The Ubuntu online community has also been great. Whenever I need a question answered, it’s most always already been answered and nicely cataloged on the online forums. Windows forums are there too, but there is no one central forum that seems to pop up on every Google search, and many of the sites I’ve encountered require some form of tiered pay-structure and are usually riddled with ads. I don’t want to put too much weight against Windows forums however because I may have just not stumbled upon the good ones, whereas with Linux, I know the good ones, and only use those. Thus, I don’t want to say that Windows online communities aren’t there, just that I am happy Ubuntu (and Linux) communities ARE there.
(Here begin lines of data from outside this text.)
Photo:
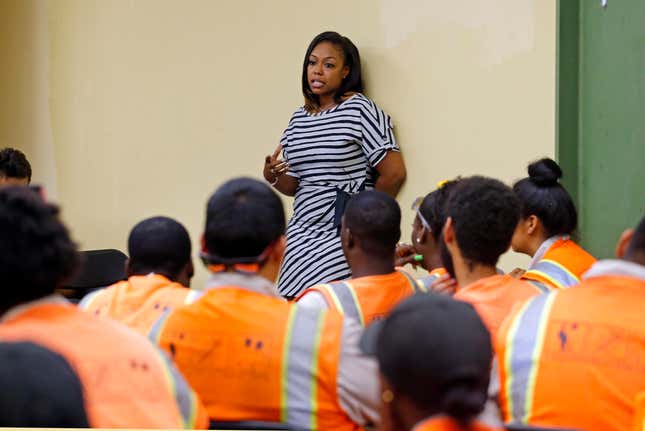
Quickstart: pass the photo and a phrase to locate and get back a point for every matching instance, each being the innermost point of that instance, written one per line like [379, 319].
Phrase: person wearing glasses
[369, 233]
[338, 144]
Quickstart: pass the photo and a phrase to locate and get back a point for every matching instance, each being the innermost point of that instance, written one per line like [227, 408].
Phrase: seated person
[39, 389]
[482, 215]
[14, 168]
[251, 355]
[547, 220]
[426, 239]
[434, 357]
[159, 271]
[369, 232]
[127, 383]
[576, 357]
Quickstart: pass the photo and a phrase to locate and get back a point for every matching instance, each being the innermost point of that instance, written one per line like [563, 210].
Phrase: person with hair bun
[548, 218]
[336, 145]
[434, 357]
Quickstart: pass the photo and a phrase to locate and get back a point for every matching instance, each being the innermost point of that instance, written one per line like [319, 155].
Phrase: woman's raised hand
[274, 167]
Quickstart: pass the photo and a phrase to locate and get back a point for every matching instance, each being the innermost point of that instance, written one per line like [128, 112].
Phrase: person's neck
[365, 265]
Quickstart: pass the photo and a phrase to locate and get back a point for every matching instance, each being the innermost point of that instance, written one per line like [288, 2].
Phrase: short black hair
[484, 214]
[40, 389]
[375, 218]
[243, 217]
[433, 207]
[636, 248]
[352, 59]
[14, 164]
[159, 244]
[37, 254]
[541, 194]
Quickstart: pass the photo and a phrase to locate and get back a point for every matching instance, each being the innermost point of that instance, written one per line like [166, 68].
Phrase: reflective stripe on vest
[555, 273]
[299, 400]
[524, 346]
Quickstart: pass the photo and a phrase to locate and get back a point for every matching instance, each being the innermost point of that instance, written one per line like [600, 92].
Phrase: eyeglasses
[416, 206]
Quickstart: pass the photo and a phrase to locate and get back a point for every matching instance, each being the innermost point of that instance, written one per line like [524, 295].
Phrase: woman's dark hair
[541, 194]
[37, 254]
[353, 82]
[433, 207]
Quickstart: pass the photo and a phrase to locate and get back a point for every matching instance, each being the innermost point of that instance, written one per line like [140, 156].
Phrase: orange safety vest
[365, 299]
[562, 265]
[429, 279]
[251, 356]
[494, 297]
[575, 358]
[139, 301]
[127, 383]
[445, 423]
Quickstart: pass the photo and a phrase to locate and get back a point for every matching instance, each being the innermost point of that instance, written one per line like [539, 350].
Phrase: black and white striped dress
[330, 150]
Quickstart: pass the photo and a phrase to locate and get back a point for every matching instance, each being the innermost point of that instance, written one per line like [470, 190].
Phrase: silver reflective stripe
[523, 355]
[554, 271]
[302, 368]
[348, 301]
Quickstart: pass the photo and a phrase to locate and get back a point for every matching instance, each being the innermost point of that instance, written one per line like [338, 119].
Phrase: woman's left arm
[391, 170]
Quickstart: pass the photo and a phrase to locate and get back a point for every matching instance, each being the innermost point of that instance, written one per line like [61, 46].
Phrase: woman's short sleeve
[377, 132]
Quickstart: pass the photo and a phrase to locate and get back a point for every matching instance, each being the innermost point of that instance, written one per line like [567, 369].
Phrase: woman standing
[336, 145]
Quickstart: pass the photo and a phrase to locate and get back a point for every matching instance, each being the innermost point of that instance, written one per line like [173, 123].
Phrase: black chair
[518, 427]
[248, 425]
[99, 268]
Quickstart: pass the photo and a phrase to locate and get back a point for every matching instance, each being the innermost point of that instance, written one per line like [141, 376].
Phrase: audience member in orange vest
[547, 220]
[159, 272]
[434, 357]
[14, 168]
[251, 355]
[127, 382]
[39, 389]
[576, 357]
[426, 239]
[370, 230]
[482, 214]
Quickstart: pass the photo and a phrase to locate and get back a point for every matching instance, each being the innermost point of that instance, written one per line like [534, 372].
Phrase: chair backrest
[99, 268]
[248, 425]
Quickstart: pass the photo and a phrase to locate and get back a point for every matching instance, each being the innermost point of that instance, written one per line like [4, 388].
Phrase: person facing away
[14, 168]
[159, 271]
[127, 382]
[547, 220]
[576, 357]
[39, 389]
[426, 238]
[434, 357]
[369, 233]
[338, 144]
[249, 353]
[481, 216]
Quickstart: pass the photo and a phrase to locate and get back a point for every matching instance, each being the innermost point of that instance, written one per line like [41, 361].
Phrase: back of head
[433, 206]
[159, 244]
[484, 214]
[243, 217]
[36, 252]
[375, 219]
[541, 194]
[437, 352]
[39, 389]
[636, 248]
[14, 164]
I have also come to appreciate the, “one model to rule them all,” concept of Linux (and UNIX) security and settings. Almost everything is a file and you modify your system by changing file contents and permissions. End of story. Yes, I may need to learn different syntaxes depending on which file I am editing, but it’s a lot easier a concept to grasp then this hybrid-nature of files/registries used in Windows. Here I will say that in the one instance, when I was trying to learn how to write various rules governing Windows XP defining which users could modify the toolbars etc, I found no online help that wasn’t behind a pay-wall, and no free tutorials, whereas with Linux, I found all the Gnome-related lockdowns on several sites with plenty of tutorials.
Finally, from a personal principles standpoint, I am a huge advocate of Free and Open Source Software, so I get a constant feel-good factor using Ubuntu and knowing my systems are clean of pirate software (and their subsequent problems). Of course, this isn’t a perfect statement, that will have a caveat mentioned later, but for the most part it holds true.